Ao invés de focar exclusivamente na punição, a Justiça Restaurativa propõe escuta, responsabilização e reparação. Parte do princípio de que o delito não é apenas uma violação da lei, mas um rompimento de vínculos e relações humanas que precisa ser restaurado. Seu processo é voluntário, conduzido por facilitadores capacitados, e busca envolver todas as partes afetadas: vítima, ofensor e comunidade.
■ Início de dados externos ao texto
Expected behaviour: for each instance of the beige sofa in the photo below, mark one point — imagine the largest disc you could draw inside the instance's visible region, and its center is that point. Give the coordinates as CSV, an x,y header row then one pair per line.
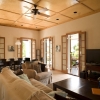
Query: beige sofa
x,y
33,70
14,88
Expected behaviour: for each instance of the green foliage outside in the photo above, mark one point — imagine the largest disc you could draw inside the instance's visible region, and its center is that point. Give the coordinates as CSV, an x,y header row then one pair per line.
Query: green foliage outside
x,y
75,53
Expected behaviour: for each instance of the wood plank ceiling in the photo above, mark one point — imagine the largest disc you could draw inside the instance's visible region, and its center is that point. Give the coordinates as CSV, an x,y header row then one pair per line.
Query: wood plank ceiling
x,y
17,13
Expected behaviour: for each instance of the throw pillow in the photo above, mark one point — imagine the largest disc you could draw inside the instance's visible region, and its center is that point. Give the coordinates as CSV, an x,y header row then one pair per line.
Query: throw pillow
x,y
28,65
25,77
59,97
61,93
37,68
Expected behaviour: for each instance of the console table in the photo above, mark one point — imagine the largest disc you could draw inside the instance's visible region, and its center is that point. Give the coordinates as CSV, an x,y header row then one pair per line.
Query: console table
x,y
92,68
78,88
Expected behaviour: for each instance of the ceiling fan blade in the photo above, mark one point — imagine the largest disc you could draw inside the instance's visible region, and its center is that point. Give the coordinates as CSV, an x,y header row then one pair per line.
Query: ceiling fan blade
x,y
43,10
44,15
26,7
27,2
28,13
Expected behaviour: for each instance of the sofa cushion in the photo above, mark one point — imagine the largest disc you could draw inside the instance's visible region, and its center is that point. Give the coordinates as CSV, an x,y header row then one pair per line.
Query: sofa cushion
x,y
37,68
43,75
40,85
28,65
24,76
61,93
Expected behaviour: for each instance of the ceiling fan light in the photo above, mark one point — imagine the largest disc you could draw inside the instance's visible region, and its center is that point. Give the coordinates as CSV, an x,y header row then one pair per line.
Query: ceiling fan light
x,y
34,16
43,10
17,42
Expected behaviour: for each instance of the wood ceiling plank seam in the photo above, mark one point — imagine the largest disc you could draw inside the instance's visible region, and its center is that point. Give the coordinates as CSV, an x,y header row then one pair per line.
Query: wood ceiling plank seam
x,y
25,23
86,6
50,21
10,11
66,16
39,25
19,27
36,18
68,7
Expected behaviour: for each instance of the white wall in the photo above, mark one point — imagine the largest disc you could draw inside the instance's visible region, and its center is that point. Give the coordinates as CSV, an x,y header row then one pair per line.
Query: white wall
x,y
11,34
90,24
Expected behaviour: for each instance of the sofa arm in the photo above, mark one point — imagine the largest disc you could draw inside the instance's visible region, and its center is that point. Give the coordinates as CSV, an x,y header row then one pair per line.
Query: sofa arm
x,y
30,73
43,75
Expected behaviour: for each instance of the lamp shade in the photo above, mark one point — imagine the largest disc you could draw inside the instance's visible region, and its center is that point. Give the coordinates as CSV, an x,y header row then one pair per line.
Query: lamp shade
x,y
17,42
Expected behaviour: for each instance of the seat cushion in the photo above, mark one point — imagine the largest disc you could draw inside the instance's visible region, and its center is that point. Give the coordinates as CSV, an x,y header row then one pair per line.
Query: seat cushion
x,y
28,65
40,85
43,75
24,76
37,68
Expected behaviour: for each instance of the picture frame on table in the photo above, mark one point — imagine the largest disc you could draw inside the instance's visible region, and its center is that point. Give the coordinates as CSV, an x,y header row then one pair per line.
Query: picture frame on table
x,y
11,48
Fundamentos e marcos legais

A abordagem restaurativa está em consonância com princípios constitucionais como a dignidade da pessoa humana (Art. 1º, III), a igualdade e o acesso à justiça (Art. 5º), e a construção de uma sociedade mais justa e solidária (Art. 3º, I). Além disso, está alinhada ao conceito de Justiça Multiportas, que reconhece a diversidade de caminhos possíveis para a resolução de conflitos.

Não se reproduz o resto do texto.